1
votes

Not sure if rules will be the solution to this but its where I've dived in, could be entity reference but here goes.

I have a site showing horses. Dobbin, Neddy etc with some information about them including videos. Users may have a number of nodes for each horse, eg, 20 x Dobbin nodes doing jumps on a different day

Users can optionally offer the horse for sale so there is a For Sale: yes / no field. If yes a for sale sign goes on the video. Simple enough.

The task is:

If user goes into a Dobbin node and selects yes to put the flag on for sale how can I automatically update it so that all Dobbin nodes have the same flag? Otherwise it involves going in to change all the nodes for Dobbin to yes. I need this to apply to existing & new nodes for Dobbin...ie if any Dobbin node has field value yes for sale then any Dobbin node will automatically have this for sale field value.
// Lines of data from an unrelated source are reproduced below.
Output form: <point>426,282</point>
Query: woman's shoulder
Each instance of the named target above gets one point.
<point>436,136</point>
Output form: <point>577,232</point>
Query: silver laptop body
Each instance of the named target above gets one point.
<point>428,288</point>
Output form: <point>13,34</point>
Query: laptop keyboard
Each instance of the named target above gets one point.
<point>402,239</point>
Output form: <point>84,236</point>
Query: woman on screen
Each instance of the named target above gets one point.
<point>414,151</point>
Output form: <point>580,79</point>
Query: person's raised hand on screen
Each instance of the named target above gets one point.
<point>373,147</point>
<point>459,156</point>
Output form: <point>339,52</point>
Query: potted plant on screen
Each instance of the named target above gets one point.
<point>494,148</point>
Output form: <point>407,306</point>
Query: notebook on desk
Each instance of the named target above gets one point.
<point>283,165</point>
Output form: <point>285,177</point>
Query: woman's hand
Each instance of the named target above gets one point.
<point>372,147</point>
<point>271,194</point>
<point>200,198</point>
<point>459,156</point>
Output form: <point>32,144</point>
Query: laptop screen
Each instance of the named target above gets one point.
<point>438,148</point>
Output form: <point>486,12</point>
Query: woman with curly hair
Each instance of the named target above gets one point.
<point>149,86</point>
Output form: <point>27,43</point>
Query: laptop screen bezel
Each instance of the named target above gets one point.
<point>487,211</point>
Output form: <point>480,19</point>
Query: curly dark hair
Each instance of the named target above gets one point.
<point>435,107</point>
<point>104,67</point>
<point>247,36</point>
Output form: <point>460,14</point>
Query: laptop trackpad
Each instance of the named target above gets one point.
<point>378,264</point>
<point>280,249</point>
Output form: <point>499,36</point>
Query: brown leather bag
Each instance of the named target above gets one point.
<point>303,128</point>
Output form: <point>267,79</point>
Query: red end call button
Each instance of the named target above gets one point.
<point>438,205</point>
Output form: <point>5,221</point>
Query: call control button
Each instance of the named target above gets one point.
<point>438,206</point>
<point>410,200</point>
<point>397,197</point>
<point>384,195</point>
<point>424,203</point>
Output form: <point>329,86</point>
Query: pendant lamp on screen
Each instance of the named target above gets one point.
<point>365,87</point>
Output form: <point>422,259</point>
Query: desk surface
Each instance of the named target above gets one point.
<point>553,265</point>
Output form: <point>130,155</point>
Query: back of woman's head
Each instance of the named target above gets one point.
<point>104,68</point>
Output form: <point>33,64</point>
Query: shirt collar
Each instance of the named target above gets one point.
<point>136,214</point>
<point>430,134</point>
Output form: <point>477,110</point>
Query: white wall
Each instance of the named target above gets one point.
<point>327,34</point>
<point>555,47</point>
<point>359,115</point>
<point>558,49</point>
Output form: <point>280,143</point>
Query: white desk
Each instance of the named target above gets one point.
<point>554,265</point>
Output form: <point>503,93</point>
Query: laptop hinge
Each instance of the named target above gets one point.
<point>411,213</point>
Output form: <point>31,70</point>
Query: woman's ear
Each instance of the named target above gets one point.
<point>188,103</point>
A secondary requirement is to limit this to the user, ie, I dont want any node Dobbin to update (more than 1 user could have a horse called Dobbin). I'm sure I'll be able to resolve this if I get put on the right track for issue 1.

Thanks for any help.

Jeremy

1

1 Answers

0
votes

You are talking about related entities (excuse the names):

a. horse b. horse activity

Information and access controls related to a horse is implemented with that content type, likewise, nodes about 'horsing around' remain with the second content type.

You create an entity reference in your horse activity content type to link the two.

When a horse is for sale, you simply change the for-sale attribute on your horse content type.

Views provide a way to present the linked relationships as a single node to a user.

Replicating field content across multiple nodes solves one problem you have - poorly.

Implementing a relationship like that above solves this along with many other issues you will have such as horse ownership, access controls, new attributes.